The government of Lesotho’s embattled Prime Minister Thomas Thabane collapsed on Monday after his coalition partners pulled out and the formation of a new administration could take two weeks, the speaker of parliament said.
Pressure has escalated on the kingdom’s 80-year-old prime minister to resign early over allegations he had a hand in the 2017 murder of his estranged wife.
Thabane’s own All Basotho Convention (ABC) and two coalition parties on Monday ended their support for Thabane’s four-party coalition.
“We have verified by way of reading these letters that the four-party coalition agreement has been terminated,” National Assembly speaker Sephiri Motanyane said during a brief parliamentary sitting.
As per the country’s constitution, the speaker will inform King Letsie III of parliament’s intention to form a new government and name a new premier.

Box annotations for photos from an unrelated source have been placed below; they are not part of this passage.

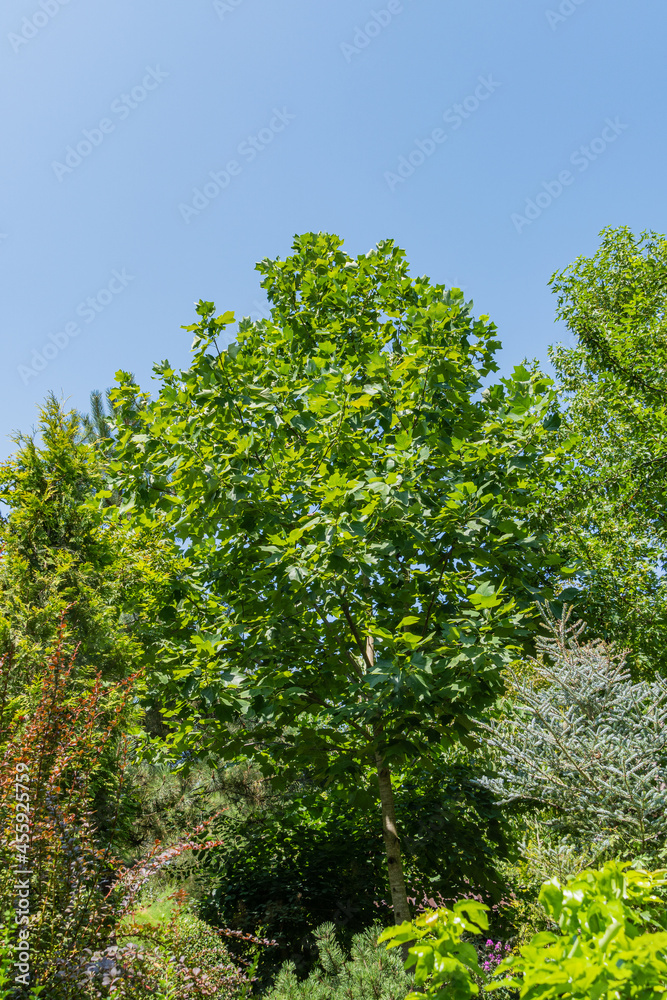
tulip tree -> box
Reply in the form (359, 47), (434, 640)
(112, 234), (558, 921)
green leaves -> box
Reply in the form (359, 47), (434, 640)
(378, 899), (489, 1000)
(108, 234), (557, 778)
(496, 862), (667, 1000)
(379, 862), (667, 1000)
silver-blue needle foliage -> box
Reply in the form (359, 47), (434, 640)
(484, 612), (667, 855)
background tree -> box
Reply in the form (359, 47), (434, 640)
(112, 234), (558, 921)
(484, 614), (667, 867)
(0, 395), (177, 691)
(545, 228), (667, 674)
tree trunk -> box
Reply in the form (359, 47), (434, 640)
(375, 753), (412, 924)
(366, 637), (412, 924)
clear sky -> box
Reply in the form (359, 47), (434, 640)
(0, 0), (667, 455)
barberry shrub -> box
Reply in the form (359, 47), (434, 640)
(0, 615), (260, 1000)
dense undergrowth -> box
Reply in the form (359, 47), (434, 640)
(0, 223), (667, 1000)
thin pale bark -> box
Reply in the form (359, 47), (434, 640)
(366, 638), (412, 924)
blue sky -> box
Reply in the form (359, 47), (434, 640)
(0, 0), (667, 455)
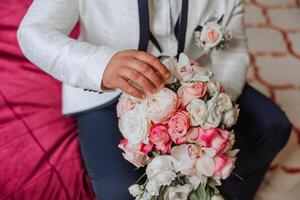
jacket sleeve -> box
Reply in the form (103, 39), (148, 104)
(211, 0), (250, 100)
(17, 0), (117, 91)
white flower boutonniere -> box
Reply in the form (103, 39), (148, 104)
(194, 16), (232, 53)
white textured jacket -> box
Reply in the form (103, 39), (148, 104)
(17, 0), (249, 114)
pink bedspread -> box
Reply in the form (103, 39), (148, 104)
(0, 0), (94, 200)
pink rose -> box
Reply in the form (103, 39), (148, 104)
(214, 154), (236, 179)
(206, 28), (220, 43)
(199, 128), (230, 154)
(118, 139), (150, 168)
(187, 128), (231, 155)
(149, 124), (172, 153)
(190, 60), (203, 67)
(117, 97), (135, 118)
(140, 142), (153, 155)
(168, 110), (190, 144)
(177, 82), (207, 105)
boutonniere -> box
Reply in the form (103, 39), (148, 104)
(194, 15), (232, 53)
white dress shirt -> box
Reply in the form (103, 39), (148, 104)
(18, 0), (249, 114)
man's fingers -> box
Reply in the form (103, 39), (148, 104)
(127, 59), (164, 89)
(119, 67), (156, 93)
(118, 78), (145, 99)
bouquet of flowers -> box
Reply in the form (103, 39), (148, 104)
(117, 53), (239, 200)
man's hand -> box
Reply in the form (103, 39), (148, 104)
(102, 50), (169, 98)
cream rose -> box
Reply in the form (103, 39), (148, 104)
(142, 88), (179, 123)
(216, 93), (233, 113)
(119, 105), (150, 144)
(222, 105), (240, 128)
(164, 184), (193, 200)
(177, 82), (207, 106)
(146, 155), (177, 196)
(186, 99), (207, 126)
(202, 97), (222, 129)
(200, 23), (223, 48)
(207, 79), (221, 96)
(128, 184), (144, 197)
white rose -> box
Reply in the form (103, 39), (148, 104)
(164, 184), (193, 200)
(142, 88), (179, 123)
(202, 96), (222, 129)
(171, 144), (195, 175)
(207, 79), (221, 96)
(211, 194), (224, 200)
(146, 156), (177, 196)
(222, 106), (240, 128)
(216, 93), (233, 113)
(200, 23), (223, 48)
(187, 99), (207, 126)
(120, 93), (142, 104)
(119, 105), (149, 144)
(188, 174), (207, 190)
(128, 184), (144, 197)
(135, 192), (153, 200)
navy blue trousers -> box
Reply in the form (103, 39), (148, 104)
(78, 85), (291, 200)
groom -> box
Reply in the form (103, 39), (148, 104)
(18, 0), (291, 200)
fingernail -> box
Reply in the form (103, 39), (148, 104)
(165, 73), (170, 78)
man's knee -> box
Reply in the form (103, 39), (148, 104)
(264, 109), (292, 151)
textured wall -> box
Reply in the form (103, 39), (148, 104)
(245, 0), (300, 200)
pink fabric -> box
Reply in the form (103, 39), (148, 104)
(0, 0), (94, 200)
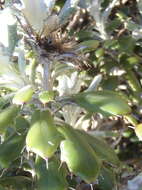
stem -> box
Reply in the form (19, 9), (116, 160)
(42, 58), (51, 91)
(30, 59), (38, 86)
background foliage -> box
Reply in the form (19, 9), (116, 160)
(0, 0), (142, 190)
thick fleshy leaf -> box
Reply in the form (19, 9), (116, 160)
(58, 126), (101, 183)
(0, 176), (33, 190)
(0, 105), (19, 133)
(39, 91), (54, 104)
(36, 158), (68, 190)
(71, 90), (131, 116)
(26, 110), (62, 159)
(0, 134), (25, 168)
(13, 85), (33, 105)
(135, 123), (142, 141)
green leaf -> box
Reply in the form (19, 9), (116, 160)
(26, 110), (62, 159)
(39, 91), (54, 104)
(71, 90), (131, 116)
(0, 134), (25, 168)
(0, 105), (19, 133)
(77, 130), (120, 165)
(15, 116), (30, 133)
(13, 85), (34, 105)
(58, 126), (101, 183)
(118, 36), (135, 54)
(0, 176), (33, 190)
(36, 158), (68, 190)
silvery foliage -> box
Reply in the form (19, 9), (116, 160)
(80, 0), (119, 40)
(124, 0), (142, 40)
(0, 0), (79, 90)
(126, 173), (142, 190)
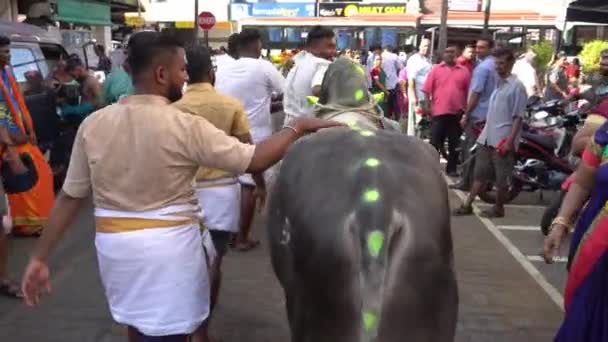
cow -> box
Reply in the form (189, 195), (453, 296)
(268, 58), (458, 342)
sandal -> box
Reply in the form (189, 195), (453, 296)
(0, 279), (23, 299)
(236, 240), (260, 252)
(479, 207), (505, 218)
(452, 205), (473, 216)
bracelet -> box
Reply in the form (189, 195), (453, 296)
(549, 216), (572, 232)
(283, 125), (300, 135)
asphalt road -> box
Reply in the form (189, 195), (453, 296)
(0, 180), (565, 342)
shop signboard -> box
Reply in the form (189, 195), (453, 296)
(251, 2), (316, 17)
(448, 0), (482, 12)
(319, 2), (407, 17)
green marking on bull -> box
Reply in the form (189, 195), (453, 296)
(363, 189), (380, 203)
(365, 158), (380, 167)
(363, 310), (378, 332)
(367, 230), (384, 258)
(355, 89), (365, 101)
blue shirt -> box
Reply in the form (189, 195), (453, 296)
(0, 70), (21, 133)
(469, 56), (498, 121)
(477, 75), (528, 149)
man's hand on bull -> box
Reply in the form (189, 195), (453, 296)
(246, 118), (346, 173)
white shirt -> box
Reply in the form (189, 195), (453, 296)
(215, 53), (235, 70)
(215, 57), (285, 143)
(405, 53), (433, 100)
(283, 51), (330, 123)
(511, 58), (539, 97)
(382, 51), (401, 90)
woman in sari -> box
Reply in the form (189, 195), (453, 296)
(544, 119), (608, 342)
(0, 58), (54, 236)
(370, 54), (389, 116)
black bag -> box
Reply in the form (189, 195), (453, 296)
(0, 153), (38, 194)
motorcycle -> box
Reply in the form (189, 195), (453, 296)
(479, 101), (582, 204)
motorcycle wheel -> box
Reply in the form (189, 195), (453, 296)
(479, 179), (523, 204)
(540, 191), (567, 236)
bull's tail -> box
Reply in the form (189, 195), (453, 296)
(359, 212), (389, 342)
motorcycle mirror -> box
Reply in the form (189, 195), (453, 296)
(532, 110), (549, 120)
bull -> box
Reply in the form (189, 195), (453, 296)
(268, 60), (458, 342)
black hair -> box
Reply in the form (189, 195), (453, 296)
(306, 25), (336, 46)
(477, 36), (495, 49)
(228, 33), (239, 58)
(492, 46), (515, 63)
(65, 54), (84, 72)
(127, 32), (184, 79)
(186, 45), (213, 83)
(0, 36), (11, 46)
(238, 28), (262, 49)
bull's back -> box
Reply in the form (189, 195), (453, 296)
(269, 129), (453, 342)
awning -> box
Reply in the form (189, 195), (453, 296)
(55, 0), (112, 26)
(110, 0), (146, 12)
(239, 14), (417, 27)
(566, 0), (608, 24)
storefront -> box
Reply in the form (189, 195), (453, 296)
(238, 1), (416, 49)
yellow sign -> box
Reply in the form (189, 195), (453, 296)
(125, 15), (146, 27)
(175, 21), (194, 29)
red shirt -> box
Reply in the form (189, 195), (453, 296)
(456, 56), (475, 75)
(422, 63), (471, 116)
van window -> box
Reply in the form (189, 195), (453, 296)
(11, 46), (48, 96)
(11, 48), (40, 83)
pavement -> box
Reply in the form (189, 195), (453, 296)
(0, 182), (565, 342)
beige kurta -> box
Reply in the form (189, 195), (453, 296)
(63, 95), (255, 336)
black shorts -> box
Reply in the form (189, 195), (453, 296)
(474, 146), (515, 189)
(209, 229), (233, 257)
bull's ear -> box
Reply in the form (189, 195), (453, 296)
(306, 96), (319, 106)
(372, 93), (384, 102)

That is likely to happen on May 22, according to the ABC party.
“Thabane is now a caretaker prime minister until May 22 when a new prime minister is sworn in,” ABC deputy chairman Sam Rapapa told AFP.
“A decision has been made that …(Finance Minister Moeketsi Majoro) is the new prime minister,” he said.
Thabane had announced earlier this year that he would retire by July 31 because of his old age.
But his rivals have been pushing to see him out earlier.
In an apparent show of force, Thabane in April deployed troops on to the streets of the capital Maseru for a day to “restore order”, after accusing unnamed law enforcement agencies of undermining democracy.
Thabane and his previous wife Lipolelo Thabane, 58, were going through a bitter divorce when she was gunned down outside her home in the capital Maseru, just two days before her husband’s inauguration in June 2017.
Police have since found Thabane’s mobile number in communications records from the crime scene — prompting rivals within the ABC to demand his immediate resignation.